Immigration is one of those issues that just does not go away. So proposals recently made by an eight-member bipartisan group of senators are welcome. They generally are sensible, as far as they go. But some aspects of the initiative are problematic. Moreover, even sensible reforms will not solve all the problems.
As long as there are large differentials in living standards between nations, or in levels of safety, people will have incentives to cross national borders, legally or illegally, to seek a better life.
Moreover, regardless of the legal status, many members of the existing population, including immigrants who arrived in the past, will be affected economically by such flows of people. And some people will resent the new arrivals for rational as well as irrational reasons.
So this issue isn’t going to go away, just as it didn’t after the bipartisan 1986 Simpson-Mazzoli Act tightened regulations on employers and granted amnesty to more than 2.5 million illegal immigrants who had arrived prior to 1982.
The changes advocated by the eight worthy senators seem sensible. But some aspects of the whole situation raise questions.
First, the fact that this is happening now seems driven very much by Republican panic about the most recent election results and an incomplete diagnosis of why they did not do as well as they had hoped. From a stance of frequent hostility toward illegal immigrants, they now seem to be rushing to accommodate them, or at least the groups of voters who sympathize with their plight.
But while this change of heart is welcome, history tells us that we seldom get good legislation out of a bidding war between the two political parties to gain the favor of some special interest group.
The Medicare drug benefit passed in 2003 is a recent case in point. The sharp increase in Social Security benefit levels coupled with indexing such benefits to inflation that resulted from a pandering duel in 1972-1973 between President Richard Nixon and House Ways and Means Chairman Wilbur Mills is another. If we get a similar contest over who can be nicest to Hispanics, we may get into trouble.
Secondly, the recommendations are unbalanced in terms of the separate issues of immigrants already here versus how to better control future inflows. This is analogous to the distinction economists make between “stock” natural resources like crude oil and iron ore and “flow” resources like hydropower or timber.
Creating a “path to citizenship” for those already here addresses the first problem. But while the recommendations contain pious boilerplate about better controlling the border, they do not set out realistic measures to limit illegal immigration in the future.
We don’t need Milton Friedman to tell us that demand for “undocumented” immigrant labor plays as big a role in illegal border crossings as its supply. Despite the delusions of some, people don’t undergo the rigors of crossing the border because President Barack Obama is waiting to give them food stamps, Social Security and free medical care. They come here to get jobs.
Anti-immigration zealots talk of an “invasion.” Potential immigrants see it as a “job fair” with thousands of U.S. employers willing to risk the inadequate penalties laid out in the 1986 legislation in order to hire a less expensive workforce.
Yes, large corporate employers tend to be deterred by existing penalties, or by the fear of bad publicity if caught. But as long as dairy farmers, including some in Minnesota, roofers, landscaping contractors and myriad other employers demonstrate our national willingness to hire people who are in this country against the law, putting more money into border controls won’t do much.
Employers will protest that even with the revamped E-Verify system run by U.S. Citizenship and Immigration Services, it is hard to weed out people with bad documents. Moreover, while the public is all for control, when immigration agents raid St. Paul restaurants or Pipestone County dairy farms, members of Congress experience a wave of protest from the affected businesses.
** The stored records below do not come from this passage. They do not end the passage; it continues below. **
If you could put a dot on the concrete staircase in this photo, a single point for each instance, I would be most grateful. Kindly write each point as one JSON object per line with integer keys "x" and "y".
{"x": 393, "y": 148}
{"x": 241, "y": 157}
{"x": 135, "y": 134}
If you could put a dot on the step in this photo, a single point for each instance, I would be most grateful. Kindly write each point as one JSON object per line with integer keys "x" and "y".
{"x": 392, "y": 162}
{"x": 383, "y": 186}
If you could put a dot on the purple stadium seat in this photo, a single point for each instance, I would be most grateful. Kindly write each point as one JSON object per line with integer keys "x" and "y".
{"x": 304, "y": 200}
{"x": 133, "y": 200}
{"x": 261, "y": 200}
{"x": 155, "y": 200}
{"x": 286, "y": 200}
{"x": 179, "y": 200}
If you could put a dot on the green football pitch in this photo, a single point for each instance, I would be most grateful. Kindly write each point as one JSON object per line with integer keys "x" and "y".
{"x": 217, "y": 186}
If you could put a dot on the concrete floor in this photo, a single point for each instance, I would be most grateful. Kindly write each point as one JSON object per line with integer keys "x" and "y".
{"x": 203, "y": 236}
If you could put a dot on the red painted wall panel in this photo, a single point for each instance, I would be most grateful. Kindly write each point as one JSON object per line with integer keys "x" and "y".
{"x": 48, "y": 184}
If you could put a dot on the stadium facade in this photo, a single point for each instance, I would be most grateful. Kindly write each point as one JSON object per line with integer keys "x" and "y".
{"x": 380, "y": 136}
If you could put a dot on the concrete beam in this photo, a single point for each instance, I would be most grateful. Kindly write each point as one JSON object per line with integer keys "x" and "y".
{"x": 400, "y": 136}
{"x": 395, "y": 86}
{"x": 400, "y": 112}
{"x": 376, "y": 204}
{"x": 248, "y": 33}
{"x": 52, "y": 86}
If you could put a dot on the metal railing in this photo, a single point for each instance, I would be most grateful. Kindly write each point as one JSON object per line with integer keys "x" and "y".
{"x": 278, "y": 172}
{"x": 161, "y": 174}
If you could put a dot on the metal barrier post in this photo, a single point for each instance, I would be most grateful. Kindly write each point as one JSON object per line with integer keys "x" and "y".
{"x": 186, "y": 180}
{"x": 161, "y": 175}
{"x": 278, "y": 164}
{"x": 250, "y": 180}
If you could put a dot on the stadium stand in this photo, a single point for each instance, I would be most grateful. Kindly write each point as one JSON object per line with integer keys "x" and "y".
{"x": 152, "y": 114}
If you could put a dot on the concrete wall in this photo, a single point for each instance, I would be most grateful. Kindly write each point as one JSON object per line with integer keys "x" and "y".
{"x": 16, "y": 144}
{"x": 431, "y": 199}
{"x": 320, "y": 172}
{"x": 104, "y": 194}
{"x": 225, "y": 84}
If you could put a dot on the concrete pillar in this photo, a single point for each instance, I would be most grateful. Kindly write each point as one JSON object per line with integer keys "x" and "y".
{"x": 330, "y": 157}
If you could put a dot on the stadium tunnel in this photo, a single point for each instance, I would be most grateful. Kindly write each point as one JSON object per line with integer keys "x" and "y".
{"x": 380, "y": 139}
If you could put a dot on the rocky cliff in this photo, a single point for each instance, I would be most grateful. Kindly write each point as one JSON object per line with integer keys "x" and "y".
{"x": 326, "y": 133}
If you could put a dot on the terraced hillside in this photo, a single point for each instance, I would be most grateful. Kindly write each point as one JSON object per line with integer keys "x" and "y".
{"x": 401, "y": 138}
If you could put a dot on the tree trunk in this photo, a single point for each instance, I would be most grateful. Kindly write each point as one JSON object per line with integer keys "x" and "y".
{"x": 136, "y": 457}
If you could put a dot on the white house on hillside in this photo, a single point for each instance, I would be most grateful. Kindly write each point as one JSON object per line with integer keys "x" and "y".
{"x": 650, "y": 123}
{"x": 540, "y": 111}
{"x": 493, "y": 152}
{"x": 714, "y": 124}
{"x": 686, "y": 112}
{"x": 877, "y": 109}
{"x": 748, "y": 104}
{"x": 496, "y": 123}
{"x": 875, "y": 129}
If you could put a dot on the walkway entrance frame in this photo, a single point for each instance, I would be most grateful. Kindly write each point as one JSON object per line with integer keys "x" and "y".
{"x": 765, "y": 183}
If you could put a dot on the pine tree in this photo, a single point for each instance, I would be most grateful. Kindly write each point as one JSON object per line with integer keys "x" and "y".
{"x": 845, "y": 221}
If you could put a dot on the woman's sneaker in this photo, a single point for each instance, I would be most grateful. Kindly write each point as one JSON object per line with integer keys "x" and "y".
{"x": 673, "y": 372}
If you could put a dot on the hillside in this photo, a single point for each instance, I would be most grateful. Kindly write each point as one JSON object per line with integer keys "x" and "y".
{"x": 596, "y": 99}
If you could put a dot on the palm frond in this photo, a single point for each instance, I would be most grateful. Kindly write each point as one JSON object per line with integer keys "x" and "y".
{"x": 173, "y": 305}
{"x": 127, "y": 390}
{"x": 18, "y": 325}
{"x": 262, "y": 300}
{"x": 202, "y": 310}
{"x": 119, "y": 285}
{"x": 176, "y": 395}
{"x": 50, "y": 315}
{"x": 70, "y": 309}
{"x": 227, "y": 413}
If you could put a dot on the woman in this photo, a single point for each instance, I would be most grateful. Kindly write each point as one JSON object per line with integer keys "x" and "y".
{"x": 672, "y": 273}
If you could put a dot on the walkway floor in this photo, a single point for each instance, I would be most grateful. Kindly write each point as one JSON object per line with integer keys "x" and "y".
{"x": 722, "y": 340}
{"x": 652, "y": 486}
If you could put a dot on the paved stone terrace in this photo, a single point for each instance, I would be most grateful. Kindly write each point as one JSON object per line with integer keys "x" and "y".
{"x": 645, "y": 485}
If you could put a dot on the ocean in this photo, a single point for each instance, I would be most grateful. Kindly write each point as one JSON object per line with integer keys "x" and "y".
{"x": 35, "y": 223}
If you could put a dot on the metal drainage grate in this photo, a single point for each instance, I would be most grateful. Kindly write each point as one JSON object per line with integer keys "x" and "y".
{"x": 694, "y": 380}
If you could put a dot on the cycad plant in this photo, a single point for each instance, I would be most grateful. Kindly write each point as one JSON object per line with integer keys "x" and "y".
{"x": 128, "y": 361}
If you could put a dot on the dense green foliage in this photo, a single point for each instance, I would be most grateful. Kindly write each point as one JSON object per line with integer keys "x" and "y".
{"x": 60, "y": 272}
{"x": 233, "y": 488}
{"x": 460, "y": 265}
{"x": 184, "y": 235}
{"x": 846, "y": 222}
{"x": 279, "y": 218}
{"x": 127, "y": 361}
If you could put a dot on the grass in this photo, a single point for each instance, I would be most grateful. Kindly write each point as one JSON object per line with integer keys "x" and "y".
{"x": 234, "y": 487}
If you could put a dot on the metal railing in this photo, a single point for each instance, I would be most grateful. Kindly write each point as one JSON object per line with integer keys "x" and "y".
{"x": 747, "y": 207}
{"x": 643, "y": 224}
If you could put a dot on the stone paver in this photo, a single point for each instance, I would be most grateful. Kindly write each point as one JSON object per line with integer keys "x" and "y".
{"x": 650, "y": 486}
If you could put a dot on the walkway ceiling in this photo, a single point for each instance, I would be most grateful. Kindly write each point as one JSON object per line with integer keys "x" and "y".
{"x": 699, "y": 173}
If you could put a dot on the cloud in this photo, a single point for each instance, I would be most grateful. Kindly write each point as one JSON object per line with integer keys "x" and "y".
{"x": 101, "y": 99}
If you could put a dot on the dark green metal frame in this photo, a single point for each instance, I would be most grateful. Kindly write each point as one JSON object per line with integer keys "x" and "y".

And neither Democrats nor Republicans are willing to raise taxes to fund the dramatic increases in spending on enforcement that would be necessary to truly deter employers, large and small, from hiring people without the legal right to work here.
Third, eventually granting citizenship to several millions of people already here, coming on the heels of the some 2.5 million who received amnesty during the Reagan administration, certainly reinforces the message that if you can manage to get across the border, sooner or later you will be able to regularize your status.
In economic terms, the rigors of crossing the border and the travails of living on the margin of the law when here function like an excise tax.
Increase the difficulties of crossing the border and you cut crossings. But increase the hope that in another decade or two there will be yet another “path to citizenship” or “amnesty,” call it what you will, and you effectively decrease the tax. Just as in bailing out big banks, you can say, “OK, but we are never going to do it again,” as often and as loudly as you want, but actions still speak louder than words.
Finally, proposals for permits for agricultural workers and for giving automatic green cards to those obtaining graduate degrees in the U.S. are, on the whole, probably good for the country.
But let’s not kid ourselves, both measures will have some effect on holding down wages and salaries in the affected sectors. These are pro-employer measures, but don’t do any favors to citizens or legal residents who already work in high tech or are employed on farms.